Zeus did not want man to throw his life away, no matter how much the other evils might torment him, but rather to go on letting himself be tormented anew. To that end, he gives man hope. In truth, it is the most evil of evils because it prolongs man's torment.

is he right? is hope what keeps humanity ticking in the face of an inhumane world, or a crutch for those who dare not face the fact that their lives is ultimately in their hands alone?
 
I believe somewhat of both is true. Hope keeps plenty of people from slitting their throats, on the other hand, they could probably rescue their own ass if they realised that nobody is going to just do it for them.

You gotta blaze your own trail. and I suck at deep discussions.
 
I don't like the idea of hope very much at all. Especially in the sense that it's based on no evidence. However, if you want to define it as just thinking optimistically, then I don't really have any objection to it; at times that can be even harmful.

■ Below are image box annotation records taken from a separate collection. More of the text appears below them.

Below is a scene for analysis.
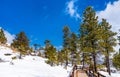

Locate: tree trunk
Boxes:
[93,52,97,72]
[106,51,111,75]
[82,53,85,69]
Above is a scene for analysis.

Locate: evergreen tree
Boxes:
[63,26,70,68]
[80,7,99,72]
[45,40,57,66]
[112,53,120,70]
[33,44,40,53]
[70,32,79,65]
[57,50,65,66]
[0,29,7,44]
[118,29,120,53]
[99,19,116,75]
[11,32,29,58]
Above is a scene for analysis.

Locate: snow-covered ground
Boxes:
[99,71,120,77]
[0,46,70,77]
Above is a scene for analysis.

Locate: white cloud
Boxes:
[97,0,120,51]
[66,0,80,19]
[0,27,15,44]
[97,0,120,32]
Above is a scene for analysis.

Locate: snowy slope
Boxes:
[0,46,69,77]
[99,71,120,77]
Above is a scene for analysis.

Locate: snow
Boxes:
[0,46,70,77]
[99,71,120,77]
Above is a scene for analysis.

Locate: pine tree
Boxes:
[33,44,40,53]
[118,29,120,53]
[63,26,70,68]
[45,40,57,66]
[11,32,29,59]
[70,32,79,65]
[57,50,65,66]
[99,19,116,75]
[0,29,7,44]
[112,53,120,70]
[80,6,99,72]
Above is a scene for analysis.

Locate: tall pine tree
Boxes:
[0,29,7,44]
[63,26,71,68]
[100,19,117,75]
[11,32,29,58]
[70,32,79,65]
[45,40,57,66]
[80,6,99,72]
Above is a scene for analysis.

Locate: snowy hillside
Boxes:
[0,46,69,77]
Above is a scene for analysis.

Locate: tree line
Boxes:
[0,6,120,74]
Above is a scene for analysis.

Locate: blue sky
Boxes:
[0,0,116,47]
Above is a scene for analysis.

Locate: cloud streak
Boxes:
[97,0,120,51]
[66,0,80,19]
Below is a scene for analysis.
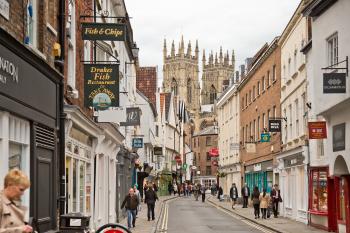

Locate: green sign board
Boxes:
[260,133,271,142]
[84,64,119,110]
[81,23,126,41]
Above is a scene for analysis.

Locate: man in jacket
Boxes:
[145,185,158,221]
[241,183,250,208]
[271,184,282,218]
[121,188,139,229]
[230,183,238,209]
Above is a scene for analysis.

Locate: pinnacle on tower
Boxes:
[231,49,236,69]
[195,40,199,59]
[187,41,192,57]
[219,46,223,63]
[171,40,175,57]
[163,39,168,60]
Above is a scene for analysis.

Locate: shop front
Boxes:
[277,146,308,224]
[244,160,273,192]
[0,28,63,232]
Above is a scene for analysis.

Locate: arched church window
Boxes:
[209,85,216,104]
[187,79,192,103]
[171,78,177,95]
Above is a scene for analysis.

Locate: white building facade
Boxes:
[215,84,242,194]
[276,1,309,224]
[304,0,350,232]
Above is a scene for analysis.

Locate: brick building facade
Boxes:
[238,38,281,190]
[136,67,157,106]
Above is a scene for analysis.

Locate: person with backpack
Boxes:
[259,188,270,219]
[251,186,260,219]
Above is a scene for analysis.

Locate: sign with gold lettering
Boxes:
[81,23,126,41]
[84,64,119,110]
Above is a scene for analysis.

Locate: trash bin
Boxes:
[60,213,90,233]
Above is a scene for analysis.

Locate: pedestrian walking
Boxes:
[168,181,173,195]
[121,188,139,229]
[193,184,200,201]
[173,183,177,196]
[241,183,250,208]
[230,183,238,209]
[218,186,224,201]
[259,188,270,219]
[145,185,158,221]
[201,185,207,202]
[134,184,141,216]
[271,184,282,218]
[252,186,260,219]
[0,168,33,233]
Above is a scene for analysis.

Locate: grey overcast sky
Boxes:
[125,0,300,78]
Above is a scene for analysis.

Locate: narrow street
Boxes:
[167,196,262,233]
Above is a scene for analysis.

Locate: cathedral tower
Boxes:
[201,47,235,105]
[163,36,200,114]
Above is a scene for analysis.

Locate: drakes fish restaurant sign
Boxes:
[84,64,119,110]
[81,23,126,41]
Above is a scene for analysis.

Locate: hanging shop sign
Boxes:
[209,147,219,157]
[81,23,126,41]
[132,138,143,148]
[245,142,256,153]
[84,64,119,110]
[120,108,141,126]
[333,123,345,152]
[260,133,271,142]
[308,121,327,139]
[269,119,282,133]
[323,73,346,94]
[0,0,10,20]
[153,146,163,155]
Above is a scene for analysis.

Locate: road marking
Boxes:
[207,201,275,233]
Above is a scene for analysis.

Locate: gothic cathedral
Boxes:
[163,37,200,116]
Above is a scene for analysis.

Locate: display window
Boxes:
[310,169,328,212]
[0,111,30,210]
[66,138,92,214]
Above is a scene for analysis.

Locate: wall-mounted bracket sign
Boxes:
[269,119,282,132]
[81,23,126,41]
[323,73,346,94]
[84,64,119,110]
[308,121,327,139]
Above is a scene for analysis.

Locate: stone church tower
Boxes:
[201,47,235,105]
[163,37,200,116]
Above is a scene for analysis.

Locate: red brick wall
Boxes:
[239,43,281,166]
[136,67,157,106]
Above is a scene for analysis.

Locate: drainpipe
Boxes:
[55,0,66,214]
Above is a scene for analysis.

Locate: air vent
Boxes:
[35,126,56,149]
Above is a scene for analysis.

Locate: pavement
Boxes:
[120,196,177,233]
[165,196,262,233]
[208,196,327,233]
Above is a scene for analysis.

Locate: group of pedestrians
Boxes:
[121,184,158,229]
[230,183,282,219]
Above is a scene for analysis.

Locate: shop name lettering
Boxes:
[84,28,124,37]
[0,57,18,84]
[89,87,115,100]
[87,67,116,85]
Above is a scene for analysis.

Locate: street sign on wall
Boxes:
[323,73,346,94]
[132,138,143,148]
[269,119,282,132]
[120,108,141,126]
[260,133,271,142]
[84,64,119,110]
[308,121,327,139]
[81,23,126,41]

I'd say some people need a balance of optimism and pessimism, because bad shit happens to good and bad people.
 
However, if you want to define it as just thinking optimistically, then I don't really have any objection to it; at times that can be even harmful.

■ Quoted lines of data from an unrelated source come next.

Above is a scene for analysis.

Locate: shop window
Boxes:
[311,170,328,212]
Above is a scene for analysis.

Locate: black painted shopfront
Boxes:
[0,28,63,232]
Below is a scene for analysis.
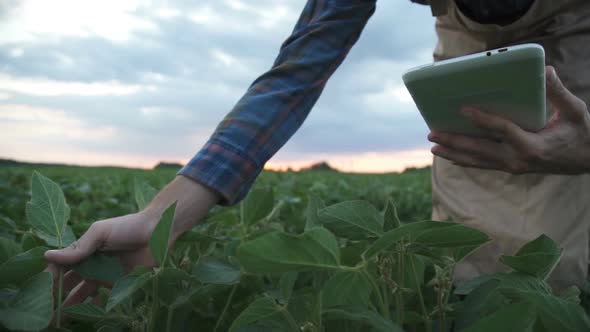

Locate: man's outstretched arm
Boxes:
[179,0,375,204]
[45,0,375,306]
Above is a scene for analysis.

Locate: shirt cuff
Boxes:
[178,140,262,205]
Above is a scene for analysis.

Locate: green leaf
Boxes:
[559,286,581,304]
[64,303,106,322]
[414,224,490,248]
[155,267,193,305]
[383,199,402,232]
[500,235,561,279]
[237,227,340,273]
[0,272,53,331]
[279,272,299,302]
[454,274,493,295]
[455,273,551,331]
[150,202,176,266]
[21,232,45,251]
[242,188,274,225]
[461,302,536,332]
[305,195,325,231]
[0,237,22,264]
[318,201,383,240]
[133,178,158,211]
[26,171,70,247]
[106,273,151,311]
[322,271,371,308]
[229,297,282,332]
[192,257,241,285]
[0,247,47,285]
[35,225,76,248]
[324,306,403,332]
[364,221,456,259]
[72,254,124,283]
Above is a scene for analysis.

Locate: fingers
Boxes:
[45,222,105,265]
[545,66,588,120]
[462,108,533,150]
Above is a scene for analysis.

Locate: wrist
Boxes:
[142,175,221,242]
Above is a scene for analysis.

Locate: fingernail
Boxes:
[461,107,477,117]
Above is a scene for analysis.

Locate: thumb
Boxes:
[45,223,105,265]
[545,66,586,119]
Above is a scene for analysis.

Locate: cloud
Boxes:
[0,74,154,97]
[0,0,435,170]
[0,0,157,43]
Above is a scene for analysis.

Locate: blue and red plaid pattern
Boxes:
[179,0,376,205]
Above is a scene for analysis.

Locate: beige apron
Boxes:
[432,0,590,288]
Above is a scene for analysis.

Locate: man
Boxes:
[46,0,590,305]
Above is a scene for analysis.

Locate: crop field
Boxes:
[0,166,590,332]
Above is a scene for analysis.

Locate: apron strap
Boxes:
[430,0,448,16]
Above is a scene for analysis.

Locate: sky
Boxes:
[0,0,436,172]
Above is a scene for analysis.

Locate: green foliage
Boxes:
[26,172,70,248]
[318,201,383,240]
[0,167,590,332]
[193,257,241,285]
[133,178,158,211]
[241,188,274,225]
[150,203,176,266]
[0,247,47,286]
[0,272,53,331]
[500,235,561,279]
[72,254,123,283]
[237,228,340,273]
[106,272,151,311]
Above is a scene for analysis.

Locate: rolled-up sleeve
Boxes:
[179,0,375,205]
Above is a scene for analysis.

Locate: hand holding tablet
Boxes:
[403,44,547,136]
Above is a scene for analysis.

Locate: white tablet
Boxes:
[403,44,547,136]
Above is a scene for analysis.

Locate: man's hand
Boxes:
[428,67,590,174]
[45,176,219,306]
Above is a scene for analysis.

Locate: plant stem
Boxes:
[362,269,389,319]
[395,248,406,326]
[55,269,64,329]
[166,304,176,332]
[409,255,432,332]
[213,284,238,332]
[437,287,446,332]
[317,291,324,332]
[148,270,160,332]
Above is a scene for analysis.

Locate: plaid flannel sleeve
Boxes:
[179,0,376,205]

i think positive thinking is distinct from hope. positive thinking is a way to purposely influence yourself into actually performing positive actions, which hopefully (heh) gets you somewhere; hope is just a vague notion that things should be getting better at some point in the hazy future.

with this i just want to say that having a generally positive outlook on life is likely to lead to better things than either negative thinking or just "hope". i'm not saying you should not be pessimistic about things in general, because things in general have a tendency to not work out, and you probably don't want to set yourself up for disappointment too much. HOPING that things will turn out differently is useless. THINKING that things will probably be alright anyway is healthy.
 
Hope breeds a false sense complacency and ensures inactivity.

The weak, lazy, and even apathetic hope for something. Those with conviction and positive thinking act, and work towards achieving that "something".

I view hope with the same distaste that I view regret. Ultimately pointless, and as RIA has said, affect nothing except your state of being, which if you take what I say above, is fine if you want to live in a state of ignorance.
 
Hope is fine where appropriate. Hope is the mingling of desires with expectations, and expectations are not blind. Hope can lead toward empowerment of the individual to strive for that which is hoped for. The problem with hope is that it is too easy to be relied upon, but that is not its own fault, but the fault of stupid people. Just like people who rant and rave about how horrible cell phones are on an inherent level, what praxis dictates becomes more true about hope than what is actually true. People see others rely on hope and get crushed when their hopes (their blind hopes, mind you, which is not really hope), and they as a result turn away themselves from hope so that they don't fall victim to the same. They don't realize the utility of hope any more than others realize the utility of cell phones or myspace because they see how it is used, and not how it can be used. So no; hope is not a bad thing in itself. Hope is a very good thing, but it depends on how it's used. Hope leads to positive thinking.
 
i think positive thinking is distinct from hope. positive thinking is a way to purposely influence yourself into actually performing positive actions, which hopefully (heh) gets you somewhere; hope is just a vague notion that things should be getting better at some point in the hazy future.

because of your actions ... not because you are waiting for someone else's
 
Dodens Grav said:
The problem with hope is that it is too easy to be relied upon, but that is not its own fault, but the fault of stupid people.
i think the fundamental problem here is not reliance on hope, but on what or whom that hope is in turn relying. it is too often a thing that is 1) non-existent, 2) seemingly random, or 3) hard or impossible for the individual to influence. this is probably down to stupid people also, however.

Dodens Grav said:
Just like people who rant and rave about how horrible cell phones are on an inherent level, what praxis dictates becomes more true about hope than what is actually true.
i'm a pragmatic, what can i say. i'd like to argue, then, that even if i grant that hope can be possible and useful, it is not necessary -- it is just another step on the ladder to personal empowerment and self-realization -- one that is a little bit too prone to breakage for ME (at least) to put any trust in it. it can be skipped because even if hope leads to "strive for that which is hoped for", you can strive without hoping and i would like to think that is the purer path with less disappointment.

Dodens Grav said:
People see others rely on hope and get crushed when their hopes (their blind hopes, mind you, which is not really hope), and they as a result turn away themselves from hope so that they don't fall victim to the same.
this is a good way of looking at it.

Dodens Grav said:
Hope leads to positive thinking.
can lead to under optimal conditions. it will at least as often lead to despair. perhaps some people need hope but i am fairly certain i have no utility for it and am not an unhappier man because of that.
 
i think the fundamental problem here is not reliance on hope, but on what or whom that hope is in turn relying. it is too often a thing that is 1) non-existent, 2) seemingly random, or 3) hard or impossible for the individual to influence. this is probably down to stupid people also, however.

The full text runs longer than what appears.